Howard heard Martin sing and agreed wholeheartedly. "I was overwhelmed by his voice," Howard said, "and the fact that whatever kind of music he's singing, it goes straight to the heart and soul."
In addition to "Show Boat," Howard mentioned "Pippin" and the Leading Player but told Martin he'd have to audition for Kresley and Lala.
"We were concerned," Lala admitted. "He's an opera singer. But he sang for us from the 'Pippin' score in a contemporary pop vein and just blew us away. He also picks up movement very easily, which is good because he's got a lot of it to do. He's a very special talent with a flair and enthusiasm for musical theater that you don't often find in opera singers."
"James is a blast," said Pearce Wegener, who plays the title role of Pippin, Charlemagne's questing young son. "We do a lot of things together, so I don't feel so much like I'm alone onstage." At 21, Wegener says the role gives him the chance "to basically grow up in front of the audience. As Pippin, I'm playing every stage of what I'll eventually have to go through myself."
The original production period of "Pippin" on Broadway was one of the most contentious in musical theater history.
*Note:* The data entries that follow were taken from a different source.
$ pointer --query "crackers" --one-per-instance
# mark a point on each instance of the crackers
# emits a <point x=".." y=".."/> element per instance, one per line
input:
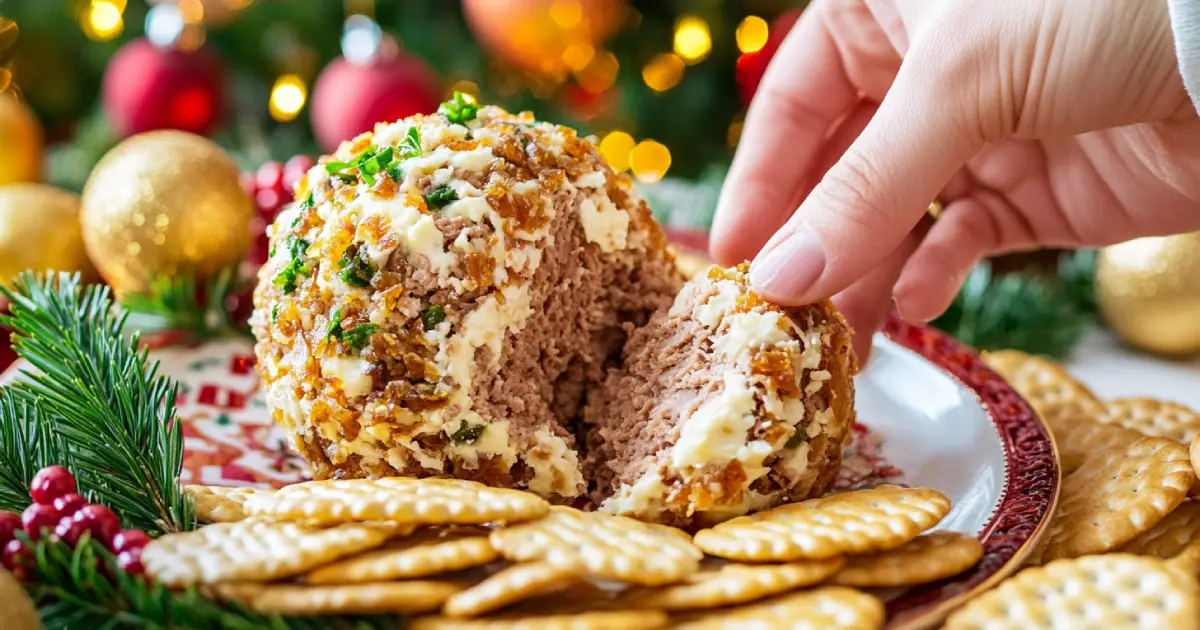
<point x="429" y="553"/>
<point x="853" y="522"/>
<point x="397" y="499"/>
<point x="1117" y="495"/>
<point x="509" y="586"/>
<point x="409" y="597"/>
<point x="1153" y="418"/>
<point x="925" y="558"/>
<point x="733" y="583"/>
<point x="220" y="504"/>
<point x="604" y="545"/>
<point x="825" y="609"/>
<point x="1115" y="592"/>
<point x="253" y="550"/>
<point x="583" y="621"/>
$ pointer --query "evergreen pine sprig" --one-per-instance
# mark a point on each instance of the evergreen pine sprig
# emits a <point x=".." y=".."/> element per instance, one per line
<point x="111" y="412"/>
<point x="181" y="304"/>
<point x="1031" y="311"/>
<point x="83" y="588"/>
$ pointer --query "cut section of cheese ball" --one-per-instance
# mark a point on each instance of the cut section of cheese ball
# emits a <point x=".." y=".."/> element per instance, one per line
<point x="725" y="405"/>
<point x="444" y="293"/>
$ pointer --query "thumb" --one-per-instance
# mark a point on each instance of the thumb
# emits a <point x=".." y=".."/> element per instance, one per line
<point x="879" y="190"/>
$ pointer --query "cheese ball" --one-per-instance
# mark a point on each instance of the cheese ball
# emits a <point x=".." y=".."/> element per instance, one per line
<point x="444" y="293"/>
<point x="724" y="405"/>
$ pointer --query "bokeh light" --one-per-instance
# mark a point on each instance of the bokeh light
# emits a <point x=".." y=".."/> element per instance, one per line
<point x="103" y="21"/>
<point x="664" y="72"/>
<point x="649" y="161"/>
<point x="288" y="97"/>
<point x="753" y="34"/>
<point x="693" y="40"/>
<point x="616" y="148"/>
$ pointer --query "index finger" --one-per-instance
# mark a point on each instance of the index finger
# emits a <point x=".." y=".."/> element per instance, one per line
<point x="803" y="95"/>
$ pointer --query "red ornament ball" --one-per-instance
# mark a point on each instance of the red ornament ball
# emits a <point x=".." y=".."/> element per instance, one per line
<point x="130" y="561"/>
<point x="37" y="517"/>
<point x="130" y="539"/>
<point x="150" y="88"/>
<point x="49" y="484"/>
<point x="348" y="99"/>
<point x="751" y="66"/>
<point x="100" y="521"/>
<point x="10" y="523"/>
<point x="16" y="558"/>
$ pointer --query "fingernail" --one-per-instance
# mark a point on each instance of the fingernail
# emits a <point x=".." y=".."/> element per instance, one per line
<point x="789" y="269"/>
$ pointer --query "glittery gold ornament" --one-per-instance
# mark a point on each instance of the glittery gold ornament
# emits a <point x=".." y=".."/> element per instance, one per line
<point x="40" y="231"/>
<point x="163" y="203"/>
<point x="1149" y="291"/>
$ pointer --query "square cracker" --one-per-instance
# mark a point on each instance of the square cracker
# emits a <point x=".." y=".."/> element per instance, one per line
<point x="879" y="519"/>
<point x="823" y="609"/>
<point x="253" y="550"/>
<point x="412" y="597"/>
<point x="397" y="499"/>
<point x="1116" y="496"/>
<point x="1114" y="592"/>
<point x="604" y="545"/>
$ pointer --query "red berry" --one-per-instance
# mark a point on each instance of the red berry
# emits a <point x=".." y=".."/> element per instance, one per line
<point x="270" y="177"/>
<point x="131" y="561"/>
<point x="16" y="556"/>
<point x="130" y="539"/>
<point x="49" y="484"/>
<point x="69" y="504"/>
<point x="9" y="525"/>
<point x="100" y="521"/>
<point x="70" y="531"/>
<point x="294" y="169"/>
<point x="37" y="517"/>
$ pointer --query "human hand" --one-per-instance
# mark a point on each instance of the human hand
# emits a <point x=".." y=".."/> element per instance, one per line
<point x="1037" y="123"/>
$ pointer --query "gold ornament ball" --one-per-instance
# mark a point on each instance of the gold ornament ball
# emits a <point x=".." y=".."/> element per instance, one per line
<point x="21" y="142"/>
<point x="1149" y="291"/>
<point x="40" y="231"/>
<point x="165" y="203"/>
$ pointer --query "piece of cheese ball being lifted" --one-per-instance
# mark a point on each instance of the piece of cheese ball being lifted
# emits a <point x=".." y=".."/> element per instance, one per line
<point x="725" y="405"/>
<point x="445" y="292"/>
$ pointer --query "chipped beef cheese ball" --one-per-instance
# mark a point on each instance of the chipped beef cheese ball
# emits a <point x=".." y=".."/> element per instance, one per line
<point x="445" y="292"/>
<point x="725" y="405"/>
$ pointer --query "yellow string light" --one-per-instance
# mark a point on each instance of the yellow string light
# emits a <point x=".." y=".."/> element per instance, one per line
<point x="288" y="97"/>
<point x="616" y="148"/>
<point x="103" y="21"/>
<point x="693" y="40"/>
<point x="649" y="161"/>
<point x="663" y="72"/>
<point x="753" y="34"/>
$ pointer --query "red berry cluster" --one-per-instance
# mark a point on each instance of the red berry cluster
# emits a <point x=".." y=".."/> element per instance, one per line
<point x="61" y="514"/>
<point x="271" y="187"/>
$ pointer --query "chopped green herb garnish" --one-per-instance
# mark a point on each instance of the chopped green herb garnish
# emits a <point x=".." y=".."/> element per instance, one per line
<point x="357" y="337"/>
<point x="335" y="324"/>
<point x="468" y="433"/>
<point x="289" y="276"/>
<point x="411" y="147"/>
<point x="432" y="316"/>
<point x="441" y="197"/>
<point x="460" y="109"/>
<point x="357" y="270"/>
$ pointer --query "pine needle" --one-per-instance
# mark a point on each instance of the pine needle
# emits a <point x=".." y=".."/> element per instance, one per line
<point x="113" y="415"/>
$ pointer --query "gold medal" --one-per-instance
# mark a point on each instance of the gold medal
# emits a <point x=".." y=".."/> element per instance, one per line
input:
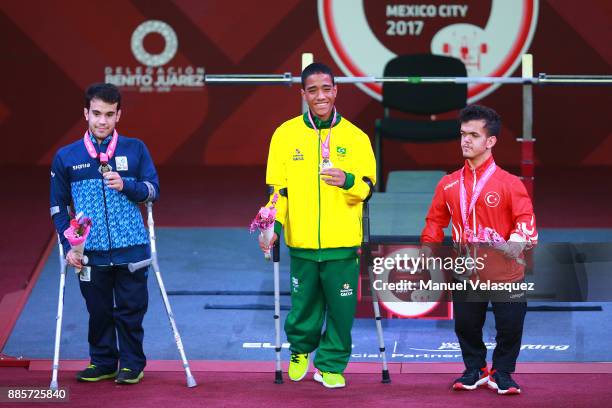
<point x="326" y="164"/>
Composer-lyricist Schwartz's idea of the show was very much like that of his previous hit, the gently jazzy "Godspell." Fosse's view of "Pippin" was that of sexy sorcery, as exemplified by the Leading Player's opening number, "Magic to Do." Fosse got his way by barring Schwartz from rehearsals, according to theater historian Ethan Mordden's "One More Kiss: Broadway in the 1970s." Mordden credits Fosse's "endless inventiveness" for the show's success, mixing sensuality, wholesomeness, cynicism and sentiment.
"You know what that's called?" Kresley said: "An audience show."